Search code examples
azureazure-sql-databaseazure-machine-learning-serviceazureml-python-sdk

Parameterized SQL query in Azure ML


Background: There seems to be a way to parameterize DataPath with PipelineParameter https://github.com/Azure/MachineLearningNotebooks/blob/master/how-to-use-azureml/machine-learning-pipelines/intro-to-pipelines/aml-pipelines-showcasing-datapath-and-pipelineparameter.ipynb

But I'd like to parameterize my SQL query with PipelineParameter, for example, with this query

sql_query = """
SELECT id, foo, bar FROM baz
WHERE baz.id BETWEEN 10 AND 20
"""
dataset = Dataset.Tabular.from_sql_query((sql_datastore, sql_query))

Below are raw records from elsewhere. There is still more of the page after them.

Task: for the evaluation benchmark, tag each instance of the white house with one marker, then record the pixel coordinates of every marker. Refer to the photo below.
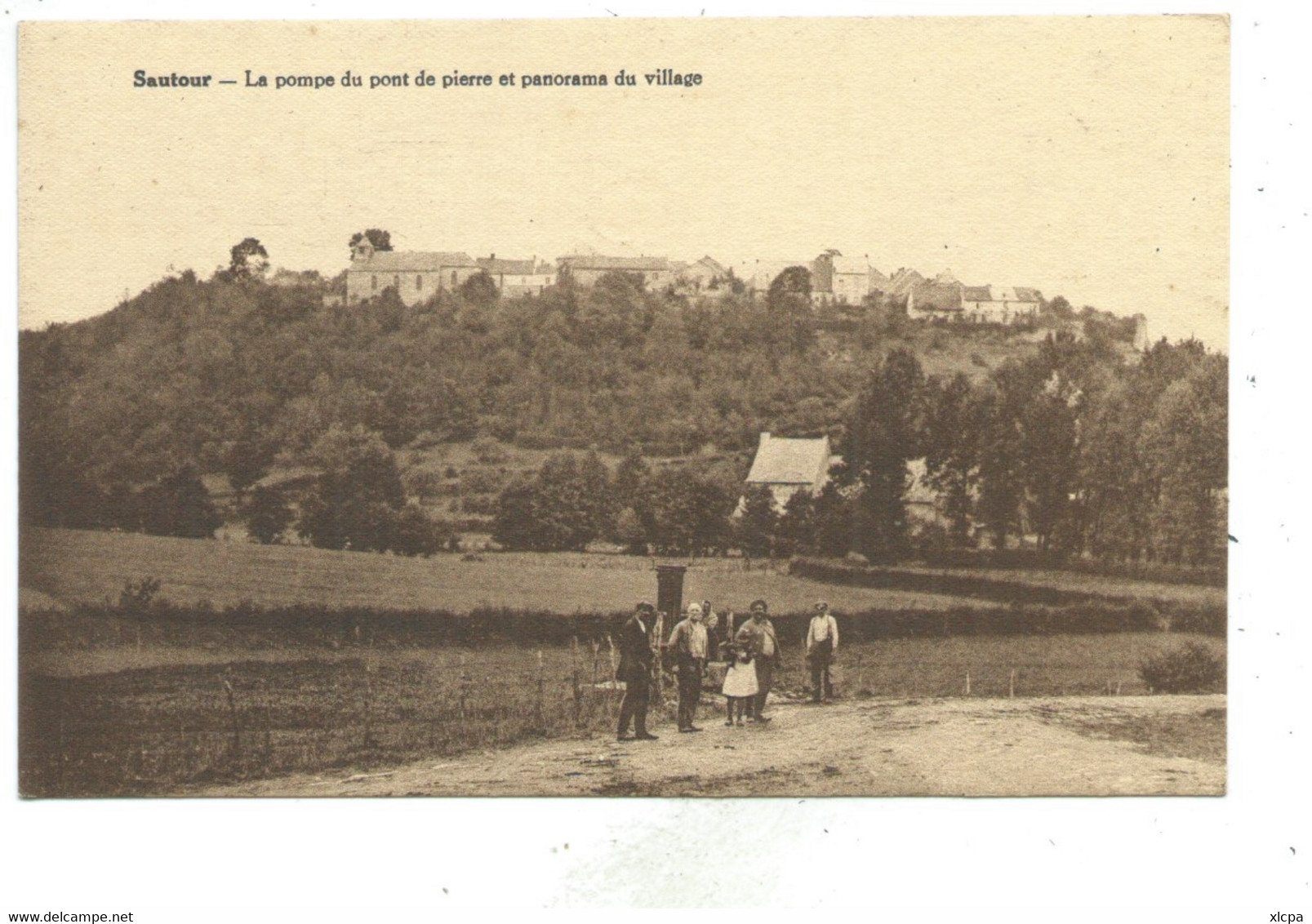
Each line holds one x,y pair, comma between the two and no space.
790,465
415,274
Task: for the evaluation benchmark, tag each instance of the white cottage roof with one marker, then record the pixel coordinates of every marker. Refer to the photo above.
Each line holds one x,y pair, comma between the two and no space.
784,461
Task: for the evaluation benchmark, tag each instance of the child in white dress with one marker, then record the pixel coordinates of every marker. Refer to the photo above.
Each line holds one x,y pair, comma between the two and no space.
739,684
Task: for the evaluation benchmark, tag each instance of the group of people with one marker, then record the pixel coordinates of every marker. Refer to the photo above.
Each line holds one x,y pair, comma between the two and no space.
751,652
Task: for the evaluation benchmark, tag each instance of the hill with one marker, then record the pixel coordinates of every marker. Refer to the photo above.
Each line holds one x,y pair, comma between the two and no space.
233,375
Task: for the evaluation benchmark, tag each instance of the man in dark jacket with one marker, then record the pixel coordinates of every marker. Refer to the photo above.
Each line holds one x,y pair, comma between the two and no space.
758,637
635,671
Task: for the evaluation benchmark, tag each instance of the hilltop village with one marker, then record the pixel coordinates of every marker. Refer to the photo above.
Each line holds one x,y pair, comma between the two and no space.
834,280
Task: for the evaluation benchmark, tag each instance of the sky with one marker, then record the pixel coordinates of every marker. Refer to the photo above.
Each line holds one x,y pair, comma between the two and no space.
1083,157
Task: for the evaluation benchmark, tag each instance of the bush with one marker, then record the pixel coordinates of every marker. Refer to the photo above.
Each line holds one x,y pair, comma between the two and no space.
1191,669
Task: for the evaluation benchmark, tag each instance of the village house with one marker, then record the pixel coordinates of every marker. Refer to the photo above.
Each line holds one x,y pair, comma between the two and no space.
838,280
998,306
945,297
518,278
585,269
700,276
790,465
758,274
415,274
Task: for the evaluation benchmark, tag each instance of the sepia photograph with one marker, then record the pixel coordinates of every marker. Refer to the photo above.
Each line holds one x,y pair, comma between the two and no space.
722,407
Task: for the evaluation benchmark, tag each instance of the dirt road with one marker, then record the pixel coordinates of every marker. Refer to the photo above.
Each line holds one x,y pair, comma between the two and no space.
1091,746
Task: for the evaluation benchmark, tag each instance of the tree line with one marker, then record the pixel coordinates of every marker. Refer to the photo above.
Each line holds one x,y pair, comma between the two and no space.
1118,462
123,414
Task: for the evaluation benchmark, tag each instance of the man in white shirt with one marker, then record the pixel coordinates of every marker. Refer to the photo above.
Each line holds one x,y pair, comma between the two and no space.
821,646
687,643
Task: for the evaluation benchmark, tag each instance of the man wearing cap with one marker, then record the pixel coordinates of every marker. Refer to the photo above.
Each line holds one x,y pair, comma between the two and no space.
687,643
821,646
635,671
758,636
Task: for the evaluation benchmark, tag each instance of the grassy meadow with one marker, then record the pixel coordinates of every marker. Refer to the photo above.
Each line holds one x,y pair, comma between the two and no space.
113,706
91,566
278,659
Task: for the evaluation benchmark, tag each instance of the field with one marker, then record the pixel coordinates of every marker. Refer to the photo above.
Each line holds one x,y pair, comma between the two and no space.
264,663
88,566
117,706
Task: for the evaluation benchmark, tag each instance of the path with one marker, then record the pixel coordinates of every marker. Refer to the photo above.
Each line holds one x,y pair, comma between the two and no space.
931,747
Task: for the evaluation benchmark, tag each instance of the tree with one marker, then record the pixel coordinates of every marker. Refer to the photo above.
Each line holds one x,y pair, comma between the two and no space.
248,260
790,323
567,505
883,438
380,239
267,515
480,291
831,520
691,511
1001,455
758,522
247,461
358,490
179,504
951,451
514,526
414,532
795,529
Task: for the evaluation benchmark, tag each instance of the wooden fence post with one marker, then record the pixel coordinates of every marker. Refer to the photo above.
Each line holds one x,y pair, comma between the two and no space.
540,689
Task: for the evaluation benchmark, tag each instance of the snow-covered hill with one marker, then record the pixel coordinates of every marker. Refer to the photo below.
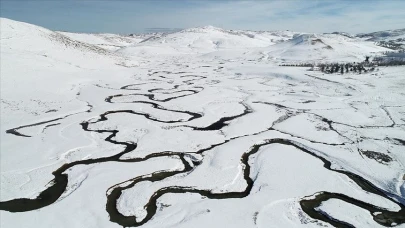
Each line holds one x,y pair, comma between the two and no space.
393,39
206,39
198,128
105,40
323,48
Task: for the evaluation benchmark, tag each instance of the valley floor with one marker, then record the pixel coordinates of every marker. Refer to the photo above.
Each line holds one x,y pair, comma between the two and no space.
199,141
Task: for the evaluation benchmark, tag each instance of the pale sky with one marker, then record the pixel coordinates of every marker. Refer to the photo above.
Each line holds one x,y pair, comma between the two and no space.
140,16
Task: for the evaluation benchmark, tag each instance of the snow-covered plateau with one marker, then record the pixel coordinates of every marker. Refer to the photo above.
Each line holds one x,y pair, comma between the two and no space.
204,127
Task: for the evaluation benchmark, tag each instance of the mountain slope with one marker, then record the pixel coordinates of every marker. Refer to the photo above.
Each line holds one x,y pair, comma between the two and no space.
325,47
206,39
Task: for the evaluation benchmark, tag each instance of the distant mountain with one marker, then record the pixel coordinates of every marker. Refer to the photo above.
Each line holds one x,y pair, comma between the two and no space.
206,39
322,48
383,35
393,39
105,40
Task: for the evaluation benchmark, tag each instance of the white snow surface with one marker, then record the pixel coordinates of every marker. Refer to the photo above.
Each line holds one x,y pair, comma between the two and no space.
200,98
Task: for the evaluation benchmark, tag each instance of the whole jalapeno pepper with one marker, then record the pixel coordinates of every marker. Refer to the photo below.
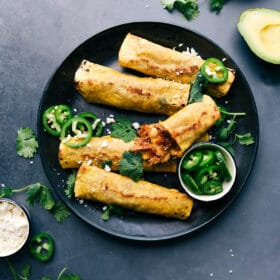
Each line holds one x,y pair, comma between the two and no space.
208,158
214,70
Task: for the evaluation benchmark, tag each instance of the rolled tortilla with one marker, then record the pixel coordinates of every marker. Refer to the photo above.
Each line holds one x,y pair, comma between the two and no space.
155,60
159,142
93,183
103,85
105,148
192,122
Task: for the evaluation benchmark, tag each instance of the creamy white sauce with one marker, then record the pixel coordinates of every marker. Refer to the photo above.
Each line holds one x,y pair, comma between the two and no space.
14,228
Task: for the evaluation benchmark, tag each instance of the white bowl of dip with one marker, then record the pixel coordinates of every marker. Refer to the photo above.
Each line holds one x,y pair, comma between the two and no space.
14,227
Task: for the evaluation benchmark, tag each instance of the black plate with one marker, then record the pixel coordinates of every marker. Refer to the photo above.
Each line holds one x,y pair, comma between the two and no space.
103,49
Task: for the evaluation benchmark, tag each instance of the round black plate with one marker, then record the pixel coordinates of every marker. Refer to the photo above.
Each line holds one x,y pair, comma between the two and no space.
103,49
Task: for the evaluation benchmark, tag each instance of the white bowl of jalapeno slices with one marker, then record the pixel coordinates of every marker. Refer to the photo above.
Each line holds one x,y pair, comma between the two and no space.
207,171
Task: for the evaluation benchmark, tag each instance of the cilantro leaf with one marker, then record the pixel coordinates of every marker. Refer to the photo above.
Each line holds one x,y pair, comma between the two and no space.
189,8
6,191
228,146
224,132
40,193
70,183
216,5
131,165
60,212
245,139
122,129
26,143
196,88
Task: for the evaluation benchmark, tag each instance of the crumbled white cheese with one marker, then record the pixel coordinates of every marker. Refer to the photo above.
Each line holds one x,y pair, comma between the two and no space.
14,228
107,168
135,125
192,52
104,144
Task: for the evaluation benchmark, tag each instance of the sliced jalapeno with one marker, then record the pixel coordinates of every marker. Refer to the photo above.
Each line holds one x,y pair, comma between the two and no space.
192,161
212,187
97,126
208,173
208,158
222,166
41,246
62,113
214,70
76,132
191,183
50,123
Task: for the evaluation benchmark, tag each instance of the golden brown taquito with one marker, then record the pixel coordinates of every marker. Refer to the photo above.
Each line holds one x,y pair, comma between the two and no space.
93,183
192,122
155,60
104,85
105,148
159,142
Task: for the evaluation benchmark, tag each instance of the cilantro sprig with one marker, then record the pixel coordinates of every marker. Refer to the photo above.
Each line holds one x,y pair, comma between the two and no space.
226,134
216,5
122,129
39,193
131,165
25,273
190,8
64,276
26,142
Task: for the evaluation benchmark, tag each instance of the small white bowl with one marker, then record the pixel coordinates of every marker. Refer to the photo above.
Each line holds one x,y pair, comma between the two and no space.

I'd like to use PipelineParameter to parameterize 10 and 20 as param_1 and param_2. Is this possible?


Solution

  • Found a way to do this:

    Pass your params to PythonScriptStep

    param_1 = PipelineParameter(name='min_id', default_value=5)
    param_2 = PipelineParameter(name='max_id', default_value=10)
    sql_datastore = "sql_datastore"
    step = PythonScriptStep(script_name='script.py', arguments=[param_1, param_2, 
    sql_datastore])
    

    In script.py

    min_id_param = sys.argv[1]
    max_id_param = sys.argv[2]
    sql_datastore_name = sys.argv[3]
    query = """
    SELECT id, foo, bar FROM baz
    WHERE baz.id BETWEEN {} AND {}
    """.format(min_id_param, max_id_param)
    run = Run.get_context()
    sql_datastore = Datastore.get(run.experiment.workspace, sql_datastore_name)
    dataset = Dataset.Tabular.from_sql_query((sql_datastore, query))